Articles like this (read it) get passed around like wildfire. The short of it: we’re called “generation limbo” because we are not getting full-time jobs, and we like kickin’ around our parents basement post-graduation. But what I hate about these generational trend articles is that Middlebury students read it and think: That could be me.
In this case, “that could be me”-syndrome results in a variety of responses: 1) That could be me and that terrifies me, so I’m going to work tirelessly to prove the statistic wrong, or 2) That could be me and that’s great because I eschew taking on a traditional career, or 3) That could be me because I don’t really want to think about it and I’ll play it by ear.
Any way you cut it, “that could be me”-syndrome makes you draw some serious lines in the sand for those figuring out what they want to do after Middlebury. It negatively sets you up to accept your preconceived notions about the job search and use those notions as a starting point. By projecting yourself onto what you’re reading and hearing about the job search (not just in the popular press but also from friends/family), you change the way you think.
It’s not even that you should take all advice with a grain of salt or shelter yourself from the job-seeking hoopla. I would argue that it is more about identifying when and why you are changing your mindset and making a conscious decision to do so or not. Of course, it’s subtle and you’re not programmed to raise a big red flag every time you change how you think about the job search. Still, it’s worth the effort to understand the influences on your career search process. Who and what contributes to how you think about your career future?

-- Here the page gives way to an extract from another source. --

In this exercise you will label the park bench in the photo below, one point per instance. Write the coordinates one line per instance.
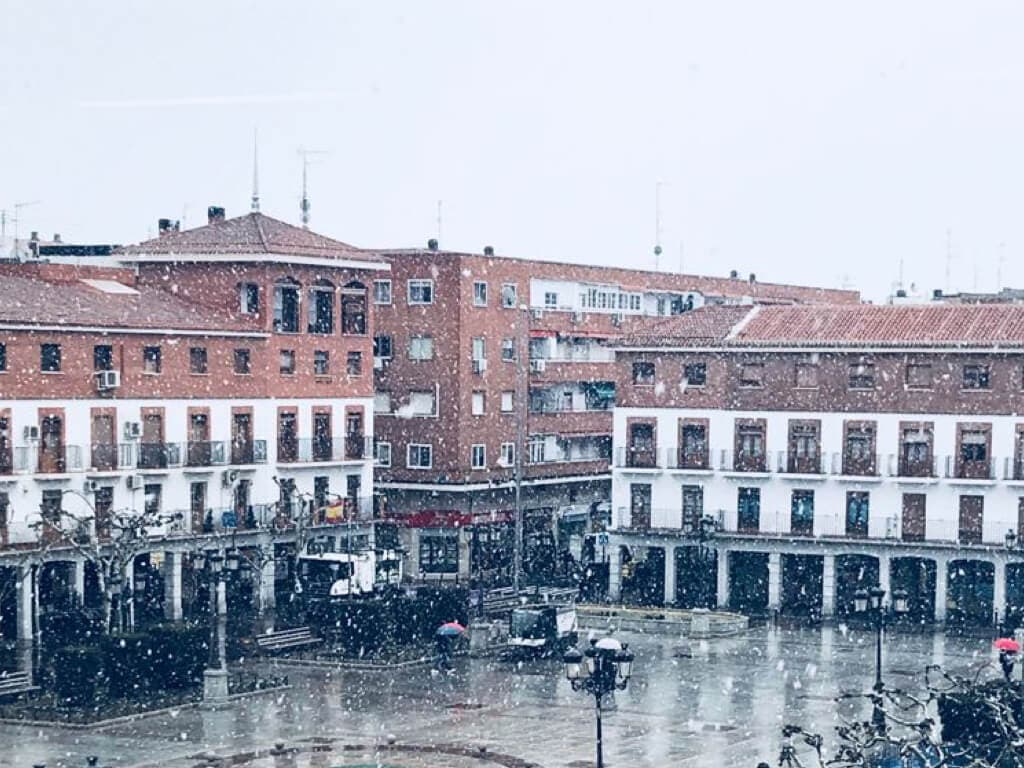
(15, 683)
(272, 642)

Going deep into the (certainly not academic) psychology of the job search process interests me (also see my last post) because I want you to be able to put yourself in control. Far too many students, whether they know it or not, let the job search process happen to them instead of owning it. If you feel like you are in the drivers seat, you will have far less anxiety and really be able to use some of what I hope/plan to post about in the future: systems to identify/create and take on meaningful work in a life after Middlebury.